If the word “vinyl” calls to mind the bathroom in your first apartment, think again. Luxury vinyl is no oxymoron. The vinyl industry has upped its game to the point where sheet and plank vinyl can convincingly mimic tile, wood or stone. It’s also scratch-resistant and easier to clean.
“Luxury vinyl is often the answer for laundry rooms, offices and kitchens,” Albee says. “It’s durable and waterproof, and you don’t have to worry about scratches.”
When a longtime client came to her looking for bedroom flooring that could stand up to the wear and tear caused by the foot traffic of her dogs, Albee recommended a premium vinyl called Reclaimed Walnut by Golden Arowana. Not only does the vinyl withstand dogs’ paws, but it has taken the room’s decor from bland and beige to rich and rustic, Albee says.
“It looked so real, her contractor thought it was wood,” she says.
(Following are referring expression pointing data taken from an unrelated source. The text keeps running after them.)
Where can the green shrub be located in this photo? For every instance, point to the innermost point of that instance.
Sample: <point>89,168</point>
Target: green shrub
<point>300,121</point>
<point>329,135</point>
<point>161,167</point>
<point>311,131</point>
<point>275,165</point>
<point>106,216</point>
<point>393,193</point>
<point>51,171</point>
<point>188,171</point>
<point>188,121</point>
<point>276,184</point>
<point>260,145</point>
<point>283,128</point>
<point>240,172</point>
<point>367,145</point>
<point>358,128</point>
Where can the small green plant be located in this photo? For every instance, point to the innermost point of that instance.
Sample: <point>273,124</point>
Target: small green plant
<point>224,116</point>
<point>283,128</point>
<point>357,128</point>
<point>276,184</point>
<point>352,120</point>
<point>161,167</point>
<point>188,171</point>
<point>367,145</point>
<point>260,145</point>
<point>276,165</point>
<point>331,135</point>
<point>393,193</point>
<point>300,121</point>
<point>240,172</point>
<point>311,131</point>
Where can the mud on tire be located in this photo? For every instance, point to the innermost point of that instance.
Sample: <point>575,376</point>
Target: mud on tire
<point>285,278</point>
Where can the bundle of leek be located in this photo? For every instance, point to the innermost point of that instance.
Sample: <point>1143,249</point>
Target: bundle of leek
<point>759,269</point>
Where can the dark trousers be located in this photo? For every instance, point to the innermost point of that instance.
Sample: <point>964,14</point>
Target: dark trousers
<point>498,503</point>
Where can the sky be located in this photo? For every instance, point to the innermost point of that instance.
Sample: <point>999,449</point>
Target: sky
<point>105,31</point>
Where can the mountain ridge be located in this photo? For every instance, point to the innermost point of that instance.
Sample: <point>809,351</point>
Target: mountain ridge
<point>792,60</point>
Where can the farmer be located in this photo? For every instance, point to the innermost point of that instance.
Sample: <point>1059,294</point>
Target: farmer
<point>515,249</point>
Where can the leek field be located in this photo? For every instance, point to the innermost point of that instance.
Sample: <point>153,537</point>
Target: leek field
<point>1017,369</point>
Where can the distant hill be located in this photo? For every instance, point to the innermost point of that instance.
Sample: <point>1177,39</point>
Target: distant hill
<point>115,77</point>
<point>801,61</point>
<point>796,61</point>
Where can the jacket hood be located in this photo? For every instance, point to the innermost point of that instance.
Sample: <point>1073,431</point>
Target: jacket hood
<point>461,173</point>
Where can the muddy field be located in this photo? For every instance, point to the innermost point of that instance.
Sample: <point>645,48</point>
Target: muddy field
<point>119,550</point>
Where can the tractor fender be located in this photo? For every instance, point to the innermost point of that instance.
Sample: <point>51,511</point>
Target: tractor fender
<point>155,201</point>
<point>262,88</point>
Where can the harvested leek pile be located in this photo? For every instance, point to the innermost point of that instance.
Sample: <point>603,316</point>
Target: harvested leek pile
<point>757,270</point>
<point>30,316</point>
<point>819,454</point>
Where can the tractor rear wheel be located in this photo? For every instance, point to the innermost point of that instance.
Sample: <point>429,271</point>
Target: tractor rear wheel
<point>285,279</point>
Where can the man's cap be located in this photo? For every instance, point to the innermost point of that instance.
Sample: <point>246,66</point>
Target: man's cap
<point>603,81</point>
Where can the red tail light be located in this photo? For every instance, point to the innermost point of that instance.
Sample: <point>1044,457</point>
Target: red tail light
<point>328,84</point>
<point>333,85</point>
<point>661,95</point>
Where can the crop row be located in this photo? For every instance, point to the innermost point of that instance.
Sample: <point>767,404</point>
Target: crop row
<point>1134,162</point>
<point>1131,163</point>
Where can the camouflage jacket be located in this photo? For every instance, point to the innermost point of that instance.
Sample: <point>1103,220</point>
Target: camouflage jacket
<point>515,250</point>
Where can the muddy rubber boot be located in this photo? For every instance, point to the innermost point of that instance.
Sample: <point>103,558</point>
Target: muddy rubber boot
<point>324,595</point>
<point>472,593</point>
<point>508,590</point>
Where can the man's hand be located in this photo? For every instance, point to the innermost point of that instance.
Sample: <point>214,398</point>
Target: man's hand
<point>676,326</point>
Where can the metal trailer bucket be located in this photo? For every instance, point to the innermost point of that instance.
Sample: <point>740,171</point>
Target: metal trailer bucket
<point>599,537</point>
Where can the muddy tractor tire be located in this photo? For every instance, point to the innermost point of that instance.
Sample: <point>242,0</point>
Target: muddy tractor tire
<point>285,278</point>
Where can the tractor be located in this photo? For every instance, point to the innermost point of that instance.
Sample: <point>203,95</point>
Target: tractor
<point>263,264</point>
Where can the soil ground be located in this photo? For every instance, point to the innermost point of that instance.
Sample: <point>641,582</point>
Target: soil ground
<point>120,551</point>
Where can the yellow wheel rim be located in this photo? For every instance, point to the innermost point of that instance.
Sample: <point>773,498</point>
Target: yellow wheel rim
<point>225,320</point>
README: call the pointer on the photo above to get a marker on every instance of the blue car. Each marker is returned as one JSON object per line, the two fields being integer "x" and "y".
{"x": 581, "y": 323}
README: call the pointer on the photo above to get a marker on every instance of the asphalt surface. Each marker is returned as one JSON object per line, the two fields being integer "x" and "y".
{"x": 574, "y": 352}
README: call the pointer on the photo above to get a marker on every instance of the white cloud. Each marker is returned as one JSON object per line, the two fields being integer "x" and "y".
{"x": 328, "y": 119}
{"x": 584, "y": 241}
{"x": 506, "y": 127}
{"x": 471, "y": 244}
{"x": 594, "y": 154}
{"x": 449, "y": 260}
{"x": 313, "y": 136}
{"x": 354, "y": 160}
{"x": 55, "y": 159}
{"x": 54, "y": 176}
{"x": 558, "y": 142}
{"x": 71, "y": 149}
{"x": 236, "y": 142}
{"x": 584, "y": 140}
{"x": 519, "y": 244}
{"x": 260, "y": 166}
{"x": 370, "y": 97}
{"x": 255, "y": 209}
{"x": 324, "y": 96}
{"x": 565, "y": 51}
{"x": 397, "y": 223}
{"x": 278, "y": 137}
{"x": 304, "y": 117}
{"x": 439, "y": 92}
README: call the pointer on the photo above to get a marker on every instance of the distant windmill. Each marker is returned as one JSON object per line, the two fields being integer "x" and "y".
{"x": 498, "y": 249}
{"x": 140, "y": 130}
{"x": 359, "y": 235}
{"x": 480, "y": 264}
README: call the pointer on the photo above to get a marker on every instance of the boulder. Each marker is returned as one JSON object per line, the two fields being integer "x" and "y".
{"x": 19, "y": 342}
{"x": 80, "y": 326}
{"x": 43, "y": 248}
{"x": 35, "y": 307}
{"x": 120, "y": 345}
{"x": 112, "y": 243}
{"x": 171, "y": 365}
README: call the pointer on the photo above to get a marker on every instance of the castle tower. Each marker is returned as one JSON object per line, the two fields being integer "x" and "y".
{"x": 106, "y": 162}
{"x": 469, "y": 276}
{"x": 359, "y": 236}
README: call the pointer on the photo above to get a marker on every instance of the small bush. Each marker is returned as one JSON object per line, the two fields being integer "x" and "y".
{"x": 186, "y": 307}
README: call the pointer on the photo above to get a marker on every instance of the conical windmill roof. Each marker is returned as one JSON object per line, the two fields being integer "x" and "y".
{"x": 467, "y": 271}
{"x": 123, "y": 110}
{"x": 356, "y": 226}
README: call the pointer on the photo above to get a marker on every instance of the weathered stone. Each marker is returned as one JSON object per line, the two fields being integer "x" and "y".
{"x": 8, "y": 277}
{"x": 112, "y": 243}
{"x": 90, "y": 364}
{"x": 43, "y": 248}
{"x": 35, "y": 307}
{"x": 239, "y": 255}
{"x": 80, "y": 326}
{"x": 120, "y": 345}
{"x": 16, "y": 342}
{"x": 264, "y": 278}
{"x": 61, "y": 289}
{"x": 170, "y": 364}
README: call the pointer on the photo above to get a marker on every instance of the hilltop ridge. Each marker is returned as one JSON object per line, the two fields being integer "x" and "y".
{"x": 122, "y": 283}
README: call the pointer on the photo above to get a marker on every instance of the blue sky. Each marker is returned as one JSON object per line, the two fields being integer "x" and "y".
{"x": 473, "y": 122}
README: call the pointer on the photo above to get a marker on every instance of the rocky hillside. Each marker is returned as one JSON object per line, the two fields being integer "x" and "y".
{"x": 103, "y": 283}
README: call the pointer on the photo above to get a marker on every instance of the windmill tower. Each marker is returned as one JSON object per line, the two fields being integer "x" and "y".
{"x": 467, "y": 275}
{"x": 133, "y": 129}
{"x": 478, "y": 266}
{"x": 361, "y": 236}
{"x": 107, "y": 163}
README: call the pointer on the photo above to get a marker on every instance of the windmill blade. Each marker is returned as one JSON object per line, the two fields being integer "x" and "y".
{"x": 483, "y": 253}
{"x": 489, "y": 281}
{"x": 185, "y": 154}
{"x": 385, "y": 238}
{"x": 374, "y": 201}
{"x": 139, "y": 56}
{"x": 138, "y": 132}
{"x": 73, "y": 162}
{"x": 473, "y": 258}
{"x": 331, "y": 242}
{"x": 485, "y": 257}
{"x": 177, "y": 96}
If your problem is beat-up hardwoods, your best course of action is refinishing. Most older solid hardwoods can be sanded down and refinished as many as three times. And good news: You don’t have to settle for the traditional gold-hued finishes. You can have the on-trend finishes of engineered hardwoods.
Munson says refinishers can transform your white or red oak with a lighter or darker finish. He also has a special machine that puts a matte, wire-brushed texture onto solid hardwoods.
“Refinishing takes some time, but it’s still a lot less expensive than new flooring,” he says.
Many people prefer the coziness and comfort of installed carpeting — especially in bedrooms and on stairways. It’s a protection against falls for kids and adults, and many people with older dogs say that carpet makes it easier for their pets to get up and down stairs.
If you’re looking to refresh your carpeting, Albee has some tips.
“If you’re into using ‘green’ materials, and your budget will allow it, get wool,” she says. Wool carpets are chemical-free and recyclable.
If you have pets, Albee suggests carpeting designated as “pet-friendly.” It’s dyed all the way through to reduce the chance of damaging the color in a spot where you’ve had to remove a stain.
For a luxurious feel to a carpet, be sure to invest in good padding.
And for contemporary good looks? “The new thing is carpeting with patterns and textures,” Albee says. “A mixture of loop and cut carpeting is wonderful.”